Une étude à l’échelle européenne montre que les méthodes de culture n’ont pas réussi à trouver tous les gènes de résistance dans les systèmes fluviaux contaminés de 10 pays, alors que des techniques métagénomiques avancées ont pu les identifier. Les outils moléculaires sont donc essentiels pour comprendre la véritable étendue de la RAM.

Mon examen montre une évolution vers les techniques moléculaires comme référence en matière de détection de la RAM. Il met en évidence les insuffisances des méthodes traditionnelles basées sur la culture et la nécessité d’approches intégrées combinant des techniques moléculaires telles que la PCR (pour détecter des gènes de résistance spécifiques) avec la métagénomique (pour une analyse plus large de la communauté microbienne).

Par exemple, les programmes de surveillance des eaux usées pourraient utiliser la PCR pour identifier rapidement les principaux gènes de résistance dans les points chauds tout en employant la métagénomique pour cartographier la diversité des organismes résistants. Cela offrirait une approche plus équilibrée qui optimise les coûts, l’efficacité et l’accessibilité.

Une approche hybride

En cartographiant les efforts de recherche mondiaux, j’ai identifié des régions sous-représentées telles que l’Afrique subsaharienne et l’Asie du Sud-Est. J’ai également constaté que certaines sources d’eau étaient sous-représentées, notamment les rivières des pays à faible revenu. Sans une surveillance plus équitable et plus complète de la RAM, ces problèmes ne seront pas pris en compte.
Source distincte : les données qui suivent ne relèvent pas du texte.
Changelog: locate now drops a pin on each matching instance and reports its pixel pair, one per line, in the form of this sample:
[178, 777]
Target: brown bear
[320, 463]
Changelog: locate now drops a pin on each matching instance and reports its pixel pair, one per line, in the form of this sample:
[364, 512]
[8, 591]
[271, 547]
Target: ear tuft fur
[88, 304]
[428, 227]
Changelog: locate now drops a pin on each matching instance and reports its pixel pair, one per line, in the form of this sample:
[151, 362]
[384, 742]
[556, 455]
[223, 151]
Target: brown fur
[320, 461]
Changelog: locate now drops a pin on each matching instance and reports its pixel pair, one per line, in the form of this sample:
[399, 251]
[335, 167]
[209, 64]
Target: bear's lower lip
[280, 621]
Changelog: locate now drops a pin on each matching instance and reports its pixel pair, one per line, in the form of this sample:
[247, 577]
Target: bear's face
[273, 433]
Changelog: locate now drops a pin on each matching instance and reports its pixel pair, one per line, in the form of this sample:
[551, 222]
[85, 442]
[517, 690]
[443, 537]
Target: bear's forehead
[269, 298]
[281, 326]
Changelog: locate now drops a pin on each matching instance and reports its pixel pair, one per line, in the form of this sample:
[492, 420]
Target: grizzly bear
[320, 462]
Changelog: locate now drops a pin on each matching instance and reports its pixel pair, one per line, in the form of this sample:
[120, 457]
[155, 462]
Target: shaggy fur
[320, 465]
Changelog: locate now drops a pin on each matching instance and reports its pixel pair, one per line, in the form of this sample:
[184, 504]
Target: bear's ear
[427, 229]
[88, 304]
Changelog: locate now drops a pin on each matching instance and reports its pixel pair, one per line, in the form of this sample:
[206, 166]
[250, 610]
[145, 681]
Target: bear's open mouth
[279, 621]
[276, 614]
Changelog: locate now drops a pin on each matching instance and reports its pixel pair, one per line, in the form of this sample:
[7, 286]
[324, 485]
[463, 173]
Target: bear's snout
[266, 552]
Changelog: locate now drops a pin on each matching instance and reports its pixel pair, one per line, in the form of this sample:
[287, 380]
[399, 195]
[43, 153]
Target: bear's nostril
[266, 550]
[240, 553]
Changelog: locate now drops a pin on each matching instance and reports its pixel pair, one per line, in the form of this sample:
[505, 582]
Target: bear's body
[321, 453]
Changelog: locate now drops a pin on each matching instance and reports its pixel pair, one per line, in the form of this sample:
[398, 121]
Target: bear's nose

Pour rendre la détection précise de la RAM plus accessible à tous, des approches hybrides combinant les capacités de détection complètes des méthodes moléculaires avec le prix abordable des méthodes basées sur la culture seront essentielles.

Les gouvernements du monde entier doivent donner la priorité aux investissements dans des technologies qui sont non seulement scientifiquement solides mais également économiquement viables, en particulier pour les pays à revenu faible ou intermédiaire.

De nouvelles méthodes telles que la PCR et la métagénomique peuvent nous aider à lutter contre la propagation de la résistance aux médicaments. Si nous parvenons à rendre ces méthodes moins coûteuses et plus faciles à utiliser, elles pourraient nous aider à mieux gérer les eaux usées, à améliorer le suivi mondial de la résistance aux médicaments et à prendre des décisions qui protègent à la fois les personnes et l’environnement des superbactéries.

Plus d’informations :
Zina Alfahl et al, Méthodes de détection de la résistance aux antimicrobiens dans les environnements aquatiques : une revue de la portée, Microbiologie durable (2024). DOI : 10.1093/sumbio/qvae034

Fourni par La conversation

Cet article est republié à partir de La conversation sous licence Creative Commons. Lire le article original.